Duthie Elizabeth, Favreau Barbara, Ruperto Angelo, Mannion Janet, Flink Ellen, Leslie Ruth
New York State Department of Health, Delmar, NY (AR, EF). New York State Department of Health, Troy, NY (JM, RL). New York University Hospital, New York, NY (ED). Crouse Hospital, Syracuse, NY (BF)

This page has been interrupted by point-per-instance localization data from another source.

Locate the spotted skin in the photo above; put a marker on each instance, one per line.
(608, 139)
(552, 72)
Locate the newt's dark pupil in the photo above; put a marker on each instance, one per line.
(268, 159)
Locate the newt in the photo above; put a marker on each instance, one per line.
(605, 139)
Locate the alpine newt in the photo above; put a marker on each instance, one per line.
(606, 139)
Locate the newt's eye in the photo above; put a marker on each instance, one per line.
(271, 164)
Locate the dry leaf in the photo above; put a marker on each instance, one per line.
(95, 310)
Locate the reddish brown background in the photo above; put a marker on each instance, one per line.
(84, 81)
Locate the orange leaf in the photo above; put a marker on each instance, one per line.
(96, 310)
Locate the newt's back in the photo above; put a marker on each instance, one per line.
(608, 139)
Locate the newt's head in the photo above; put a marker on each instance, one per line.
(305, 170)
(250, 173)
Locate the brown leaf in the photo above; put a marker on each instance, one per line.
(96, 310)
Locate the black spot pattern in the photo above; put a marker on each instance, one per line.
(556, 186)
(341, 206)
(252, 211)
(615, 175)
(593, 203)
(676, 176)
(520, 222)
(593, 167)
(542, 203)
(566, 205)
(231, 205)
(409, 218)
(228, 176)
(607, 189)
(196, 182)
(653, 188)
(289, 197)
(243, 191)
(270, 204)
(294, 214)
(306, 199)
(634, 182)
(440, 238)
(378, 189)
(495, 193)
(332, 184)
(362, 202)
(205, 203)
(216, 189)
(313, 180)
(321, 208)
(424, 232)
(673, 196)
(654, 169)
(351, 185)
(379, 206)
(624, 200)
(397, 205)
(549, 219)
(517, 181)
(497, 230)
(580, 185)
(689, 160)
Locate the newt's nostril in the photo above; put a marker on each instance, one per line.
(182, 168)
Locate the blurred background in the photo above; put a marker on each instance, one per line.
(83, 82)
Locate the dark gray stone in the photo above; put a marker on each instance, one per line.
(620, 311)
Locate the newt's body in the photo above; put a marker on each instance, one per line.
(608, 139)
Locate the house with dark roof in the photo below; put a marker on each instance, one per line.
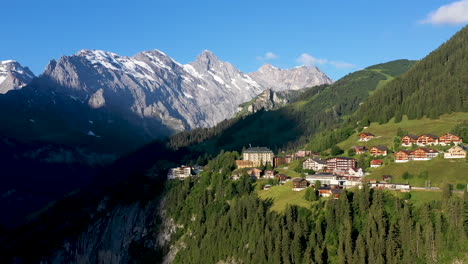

In June 2000, the New York State Department of Health (NYSDOH) expanded its New York Patient Occurrence Reporting and Tracking System (NYPORTS) mandatory adverse event reporting system to include the reporting of medication errors. The errors included were those that resulted in a severity of patient harm that met the National Coordinating Council Medication Error Reporting Program (NCC MERP) criteria for categories G (resulting in permanent patient harm), H (resulting in a near-death event) and I (resulting in patient death). Root cause analyses (RCA) that examine systems issues and identify mechanisms for future prevention of these events were studied. A panel of 11 multidisciplinary professionals performed a quantitative and qualitative analysis of 24 months of medication errors reports submitted to the NYPORTS system. NYPORTS requires that the 249 hospitals in New York State (NYS) electronically notify the NYSDOH of reportable errors within 24 hours of occurrence detection and that a RCA for that occurrence be submitted within 30 days. Qualitative analysis of the RCAs included findings related to lessons learned, emergent themes, and use of system fixes instead of punitive fixes or inappropriate/incomplete system fixes. The quantitative analysis examined several variables. These included where in the process the error occurred, what disciplines were involved, the error distribution, the occurrence type, the medication or medication classes involved, and the breakdown by patient outcome. Mandatory medication error reporting can provide useful information about systems contributing to errors, strategies for prevention, and evidence-based information about patient safety concepts. This information is important for hospitals to consider both when analyzing medication errors and when implementing systems to improve safety. This report is intended to help guide public policy and provide guidance to other states interested in establishing mandatory reporting systems.
2000年6月,纽约州卫生部(NYSDOH)扩大了其纽约患者事件报告与追踪系统(NYPORTS)的强制性不良事件报告系统,将用药错误报告纳入其中。所纳入的错误是那些导致患者伤害严重程度符合国家协调委员会用药错误报告计划(NCC MERP)中G类(导致患者永久性伤害)、H类(导致濒死事件)和I类(导致患者死亡)标准的错误。对审查系统问题并确定未来预防这些事件机制的根本原因分析(RCA)进行了研究。一个由11名多学科专业人员组成的小组对提交给NYPORTS系统的24个月用药错误报告进行了定量和定性分析。NYPORTS要求纽约州(NYS)的249家医院在检测到可报告错误后的24小时内以电子方式通知NYSDOH,并在30天内提交该事件的RCA。对RCA的定性分析包括与经验教训、新出现的主题以及使用系统修复而非惩罚性修复或不适当/不完整系统修复相关的发现。定量分析考察了几个变量。这些变量包括错误发生在流程中的哪个环节、涉及哪些学科、错误分布、事件类型、涉及的药物或药物类别以及按患者结果的分类。强制性用药错误报告可以提供有关导致错误的系统、预防策略以及患者安全概念的循证信息的有用信息。这些信息对于医院在分析用药错误以及实施提高安全性的系统时都很重要。本报告旨在帮助指导公共政策,并为其他有兴趣建立强制性报告系统的州提供指导。